Entre as ocorrências atendidas, bombeiros retiraram um casal de idosos que ficou isolado após a queda de um barranco bloquear o acesso à residência. Em outro ponto, um homem permaneceu soterrado por cerca de duas horas até que equipes o localizassem.

Além disso, desabamentos com múltiplas vítimas ampliaram a gravidade do cenário. Uma casa de dois pavimentos caiu com três pessoas dentro. Em outra ocorrência, um deslizamento atingiu seis residências, o que gerou relatos de moradores soterrados parcial ou totalmente.

Volume histórico de chuva agravou situação

A prefeita Margarida Salomão informou que fevereiro já se tornou o mês mais chuvoso da história da cidade, com acumulado de 584 milímetros. Somente durante o temporal de segunda-feira, quase 200 milímetros caíram em poucas horas.

Por isso, o risco de deslizamentos e colapsos estruturais aumentou de forma significativa. Consequentemente, a prefeitura classificou a situação como extremamente grave e adotou medidas emergenciais.
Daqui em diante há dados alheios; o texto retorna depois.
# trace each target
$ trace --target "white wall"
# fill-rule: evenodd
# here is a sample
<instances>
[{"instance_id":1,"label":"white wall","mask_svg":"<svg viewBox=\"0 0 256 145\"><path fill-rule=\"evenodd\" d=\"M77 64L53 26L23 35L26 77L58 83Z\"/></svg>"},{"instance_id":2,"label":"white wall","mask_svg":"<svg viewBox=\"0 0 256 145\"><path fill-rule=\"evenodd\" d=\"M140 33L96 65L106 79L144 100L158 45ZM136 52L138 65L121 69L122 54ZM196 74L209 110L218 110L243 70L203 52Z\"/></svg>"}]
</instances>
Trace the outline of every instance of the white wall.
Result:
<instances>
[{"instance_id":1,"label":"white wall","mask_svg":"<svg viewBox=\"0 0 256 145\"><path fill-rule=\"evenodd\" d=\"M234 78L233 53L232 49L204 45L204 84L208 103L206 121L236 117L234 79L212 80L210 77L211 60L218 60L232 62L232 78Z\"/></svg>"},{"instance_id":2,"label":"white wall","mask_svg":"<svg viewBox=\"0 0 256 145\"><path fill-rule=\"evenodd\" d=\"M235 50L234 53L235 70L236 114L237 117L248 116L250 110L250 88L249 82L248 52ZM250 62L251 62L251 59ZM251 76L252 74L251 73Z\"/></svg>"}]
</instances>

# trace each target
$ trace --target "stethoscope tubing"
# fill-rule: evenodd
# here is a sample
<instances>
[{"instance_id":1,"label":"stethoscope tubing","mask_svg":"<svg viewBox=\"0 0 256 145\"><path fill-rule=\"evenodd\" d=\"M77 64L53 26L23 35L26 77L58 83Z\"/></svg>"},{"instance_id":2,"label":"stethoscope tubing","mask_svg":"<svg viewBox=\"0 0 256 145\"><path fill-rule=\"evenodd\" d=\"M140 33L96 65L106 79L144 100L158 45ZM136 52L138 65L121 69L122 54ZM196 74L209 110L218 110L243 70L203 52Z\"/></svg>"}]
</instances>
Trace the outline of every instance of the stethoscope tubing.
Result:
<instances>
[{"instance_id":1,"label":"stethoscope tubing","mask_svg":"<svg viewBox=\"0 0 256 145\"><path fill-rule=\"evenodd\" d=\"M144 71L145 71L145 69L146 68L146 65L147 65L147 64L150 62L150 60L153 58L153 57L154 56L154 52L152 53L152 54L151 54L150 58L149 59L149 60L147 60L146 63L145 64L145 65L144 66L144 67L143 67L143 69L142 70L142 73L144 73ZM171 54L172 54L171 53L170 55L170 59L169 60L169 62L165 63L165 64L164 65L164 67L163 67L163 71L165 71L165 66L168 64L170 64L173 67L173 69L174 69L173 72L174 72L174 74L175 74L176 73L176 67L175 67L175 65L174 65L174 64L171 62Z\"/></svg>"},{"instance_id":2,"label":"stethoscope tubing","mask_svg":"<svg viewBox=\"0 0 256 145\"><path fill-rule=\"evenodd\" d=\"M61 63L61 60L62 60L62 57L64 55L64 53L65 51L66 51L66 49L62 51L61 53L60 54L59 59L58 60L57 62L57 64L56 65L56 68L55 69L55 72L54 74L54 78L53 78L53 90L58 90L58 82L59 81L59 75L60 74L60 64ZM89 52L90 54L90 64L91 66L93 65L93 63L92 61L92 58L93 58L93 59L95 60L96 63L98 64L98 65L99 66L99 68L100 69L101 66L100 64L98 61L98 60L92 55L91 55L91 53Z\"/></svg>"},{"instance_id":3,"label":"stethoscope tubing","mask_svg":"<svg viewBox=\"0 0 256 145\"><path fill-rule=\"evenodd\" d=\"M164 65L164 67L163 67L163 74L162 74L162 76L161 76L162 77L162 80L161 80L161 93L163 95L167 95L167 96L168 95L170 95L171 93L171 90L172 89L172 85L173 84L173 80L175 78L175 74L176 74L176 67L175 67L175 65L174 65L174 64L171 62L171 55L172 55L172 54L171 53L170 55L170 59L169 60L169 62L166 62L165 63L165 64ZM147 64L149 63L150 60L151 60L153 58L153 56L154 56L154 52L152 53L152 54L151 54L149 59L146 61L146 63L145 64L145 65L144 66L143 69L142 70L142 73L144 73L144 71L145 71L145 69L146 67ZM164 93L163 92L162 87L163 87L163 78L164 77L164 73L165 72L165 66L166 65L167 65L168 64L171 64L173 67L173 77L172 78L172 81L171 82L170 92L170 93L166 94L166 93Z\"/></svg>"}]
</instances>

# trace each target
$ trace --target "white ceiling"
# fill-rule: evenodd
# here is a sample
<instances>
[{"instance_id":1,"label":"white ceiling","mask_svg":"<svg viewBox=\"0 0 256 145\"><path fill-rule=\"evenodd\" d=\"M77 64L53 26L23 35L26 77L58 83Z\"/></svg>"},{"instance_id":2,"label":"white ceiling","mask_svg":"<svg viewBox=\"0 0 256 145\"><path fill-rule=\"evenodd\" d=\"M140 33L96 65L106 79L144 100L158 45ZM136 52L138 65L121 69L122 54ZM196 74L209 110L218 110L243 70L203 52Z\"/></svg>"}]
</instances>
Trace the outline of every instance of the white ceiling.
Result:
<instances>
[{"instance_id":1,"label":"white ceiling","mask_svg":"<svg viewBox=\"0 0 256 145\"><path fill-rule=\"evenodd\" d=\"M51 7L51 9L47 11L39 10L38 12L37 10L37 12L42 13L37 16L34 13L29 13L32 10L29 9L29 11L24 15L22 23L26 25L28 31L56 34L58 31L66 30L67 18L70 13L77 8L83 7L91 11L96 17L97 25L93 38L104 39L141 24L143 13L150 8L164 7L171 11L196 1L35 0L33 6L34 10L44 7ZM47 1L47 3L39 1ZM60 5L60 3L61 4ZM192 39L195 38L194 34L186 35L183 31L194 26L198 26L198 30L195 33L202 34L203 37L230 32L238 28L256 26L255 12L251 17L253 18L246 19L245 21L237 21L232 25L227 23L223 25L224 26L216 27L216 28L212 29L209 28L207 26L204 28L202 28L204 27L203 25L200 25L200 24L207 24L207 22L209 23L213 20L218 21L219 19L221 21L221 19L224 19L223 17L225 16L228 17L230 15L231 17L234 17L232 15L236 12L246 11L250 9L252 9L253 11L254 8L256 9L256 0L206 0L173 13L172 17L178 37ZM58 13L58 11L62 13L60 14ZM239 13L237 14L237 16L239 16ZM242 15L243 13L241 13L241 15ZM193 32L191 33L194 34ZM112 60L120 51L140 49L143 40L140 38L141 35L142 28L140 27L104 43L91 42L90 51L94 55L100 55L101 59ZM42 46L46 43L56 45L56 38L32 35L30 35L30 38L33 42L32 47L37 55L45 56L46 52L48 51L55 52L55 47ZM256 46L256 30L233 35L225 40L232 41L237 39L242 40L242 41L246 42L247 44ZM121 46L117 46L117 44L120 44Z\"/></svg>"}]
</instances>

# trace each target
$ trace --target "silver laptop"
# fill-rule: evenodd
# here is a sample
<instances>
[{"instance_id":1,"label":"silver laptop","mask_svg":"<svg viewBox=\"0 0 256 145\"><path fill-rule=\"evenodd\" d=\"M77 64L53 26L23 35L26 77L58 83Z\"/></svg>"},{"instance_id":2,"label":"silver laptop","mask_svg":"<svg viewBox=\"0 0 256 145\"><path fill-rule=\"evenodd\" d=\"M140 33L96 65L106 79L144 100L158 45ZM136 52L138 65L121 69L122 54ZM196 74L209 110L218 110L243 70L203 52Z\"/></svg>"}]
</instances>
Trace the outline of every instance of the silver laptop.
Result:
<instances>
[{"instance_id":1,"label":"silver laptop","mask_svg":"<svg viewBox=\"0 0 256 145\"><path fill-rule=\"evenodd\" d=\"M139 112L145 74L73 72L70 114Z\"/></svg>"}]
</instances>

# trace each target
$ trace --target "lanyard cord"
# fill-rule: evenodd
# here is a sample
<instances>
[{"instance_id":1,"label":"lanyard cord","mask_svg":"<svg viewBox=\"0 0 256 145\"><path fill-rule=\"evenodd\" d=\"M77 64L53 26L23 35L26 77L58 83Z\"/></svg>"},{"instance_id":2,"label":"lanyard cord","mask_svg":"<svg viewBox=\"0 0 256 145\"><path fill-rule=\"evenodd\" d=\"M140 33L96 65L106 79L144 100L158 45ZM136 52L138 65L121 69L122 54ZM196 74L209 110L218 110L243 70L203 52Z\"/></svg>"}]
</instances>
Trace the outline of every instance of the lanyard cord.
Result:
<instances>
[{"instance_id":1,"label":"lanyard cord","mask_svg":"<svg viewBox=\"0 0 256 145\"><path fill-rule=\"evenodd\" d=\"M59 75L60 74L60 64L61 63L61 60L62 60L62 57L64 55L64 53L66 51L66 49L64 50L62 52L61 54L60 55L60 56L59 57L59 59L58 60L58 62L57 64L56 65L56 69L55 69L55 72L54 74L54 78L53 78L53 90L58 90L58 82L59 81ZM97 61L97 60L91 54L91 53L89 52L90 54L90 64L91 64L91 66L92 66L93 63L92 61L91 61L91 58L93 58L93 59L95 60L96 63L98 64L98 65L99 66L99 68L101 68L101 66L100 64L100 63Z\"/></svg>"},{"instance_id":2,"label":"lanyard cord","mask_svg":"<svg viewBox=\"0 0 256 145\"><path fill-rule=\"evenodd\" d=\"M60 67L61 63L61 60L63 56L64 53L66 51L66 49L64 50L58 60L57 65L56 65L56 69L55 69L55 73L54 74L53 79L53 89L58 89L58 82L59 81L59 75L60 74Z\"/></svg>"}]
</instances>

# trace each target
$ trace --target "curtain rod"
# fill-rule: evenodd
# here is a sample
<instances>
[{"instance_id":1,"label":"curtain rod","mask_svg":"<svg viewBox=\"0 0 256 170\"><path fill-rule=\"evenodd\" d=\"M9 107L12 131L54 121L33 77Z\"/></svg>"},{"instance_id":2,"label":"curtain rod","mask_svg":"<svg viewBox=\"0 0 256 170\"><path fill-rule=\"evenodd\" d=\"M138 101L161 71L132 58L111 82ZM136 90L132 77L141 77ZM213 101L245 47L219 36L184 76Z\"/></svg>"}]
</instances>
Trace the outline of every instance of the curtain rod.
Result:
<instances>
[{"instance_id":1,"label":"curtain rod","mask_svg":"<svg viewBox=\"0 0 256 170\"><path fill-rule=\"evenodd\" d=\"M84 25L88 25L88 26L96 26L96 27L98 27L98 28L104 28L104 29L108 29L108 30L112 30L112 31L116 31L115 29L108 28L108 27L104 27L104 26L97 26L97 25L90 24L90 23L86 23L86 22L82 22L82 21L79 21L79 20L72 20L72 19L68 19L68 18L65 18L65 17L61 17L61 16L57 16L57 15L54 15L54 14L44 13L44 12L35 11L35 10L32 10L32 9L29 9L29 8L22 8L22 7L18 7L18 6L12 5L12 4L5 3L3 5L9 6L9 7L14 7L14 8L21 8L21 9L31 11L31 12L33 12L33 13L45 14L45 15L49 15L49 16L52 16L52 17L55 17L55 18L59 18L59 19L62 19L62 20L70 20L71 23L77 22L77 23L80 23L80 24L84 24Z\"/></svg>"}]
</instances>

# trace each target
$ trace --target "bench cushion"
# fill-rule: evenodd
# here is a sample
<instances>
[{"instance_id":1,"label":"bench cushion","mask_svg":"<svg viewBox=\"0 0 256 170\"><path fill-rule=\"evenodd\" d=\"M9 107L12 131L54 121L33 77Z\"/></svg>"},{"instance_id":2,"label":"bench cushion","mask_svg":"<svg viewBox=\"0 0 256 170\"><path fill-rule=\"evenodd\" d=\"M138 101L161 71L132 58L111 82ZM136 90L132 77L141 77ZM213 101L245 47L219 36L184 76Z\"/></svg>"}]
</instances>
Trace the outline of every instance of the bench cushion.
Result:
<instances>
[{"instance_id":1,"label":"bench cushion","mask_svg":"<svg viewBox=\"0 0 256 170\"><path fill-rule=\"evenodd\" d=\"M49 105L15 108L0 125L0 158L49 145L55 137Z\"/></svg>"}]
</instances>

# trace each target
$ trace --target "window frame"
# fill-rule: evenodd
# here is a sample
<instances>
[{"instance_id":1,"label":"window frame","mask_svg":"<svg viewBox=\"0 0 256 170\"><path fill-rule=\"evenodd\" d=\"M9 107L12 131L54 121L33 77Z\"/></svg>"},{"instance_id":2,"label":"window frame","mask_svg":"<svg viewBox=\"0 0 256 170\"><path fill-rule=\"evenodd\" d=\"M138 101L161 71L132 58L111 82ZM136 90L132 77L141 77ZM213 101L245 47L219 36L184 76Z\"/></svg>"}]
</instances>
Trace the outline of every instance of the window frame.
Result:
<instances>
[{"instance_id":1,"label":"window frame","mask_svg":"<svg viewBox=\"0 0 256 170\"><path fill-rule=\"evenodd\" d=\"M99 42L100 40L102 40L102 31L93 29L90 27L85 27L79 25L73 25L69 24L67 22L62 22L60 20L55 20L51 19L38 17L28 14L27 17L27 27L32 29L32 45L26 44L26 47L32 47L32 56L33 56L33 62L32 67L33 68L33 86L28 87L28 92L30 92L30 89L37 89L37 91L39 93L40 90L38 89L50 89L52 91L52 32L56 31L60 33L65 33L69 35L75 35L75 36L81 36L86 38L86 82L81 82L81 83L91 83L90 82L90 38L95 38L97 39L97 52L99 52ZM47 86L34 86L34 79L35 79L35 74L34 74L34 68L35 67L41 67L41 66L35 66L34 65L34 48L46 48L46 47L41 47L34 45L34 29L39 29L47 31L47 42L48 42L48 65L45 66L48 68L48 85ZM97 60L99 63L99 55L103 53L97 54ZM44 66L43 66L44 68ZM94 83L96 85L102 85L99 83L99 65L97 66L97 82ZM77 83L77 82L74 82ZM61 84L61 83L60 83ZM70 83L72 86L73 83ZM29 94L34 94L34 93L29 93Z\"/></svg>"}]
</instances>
Calamidade pública e suspensão de atividades

Diante da dimensão dos danos, o município decretou estado de calamidade pública por 180 dias. Com a medida, a administração pode agilizar recursos e reforçar ações de resposta e reconstrução.

Além disso, a rede municipal suspendeu aulas, servidores passaram a trabalhar de forma remota e autoridades orientaram a população a evitar deslocamentos. A recomendação busca reduzir riscos diante da instabilidade do solo e das vias interditadas.

Região também registra impactos

O temporal não atingiu apenas Juiz de Fora. Em Ubá, também na Zona da Mata, ao menos cinco pessoas morreram e uma segue desaparecida, segundo dados preliminares.

Assim, equipes mantêm estado de alerta em toda a região e concentram esforços na preservação de vidas e no atendimento às famílias.

Governo promete acompanhamento contínuo

No posicionamento oficial, Zema reforçou que o governo estadual continuará mobilizado enquanto for necessário. Além disso, ele destacou que sua ida à cidade busca acompanhar de perto as operações e apoiar a reconstrução.

Enquanto isso, as autoridades alertam que o cenário permanece instável. Portanto, novos números podem surgir nos próximos dias, à medida que as buscas avançam e a avaliação dos danos continua.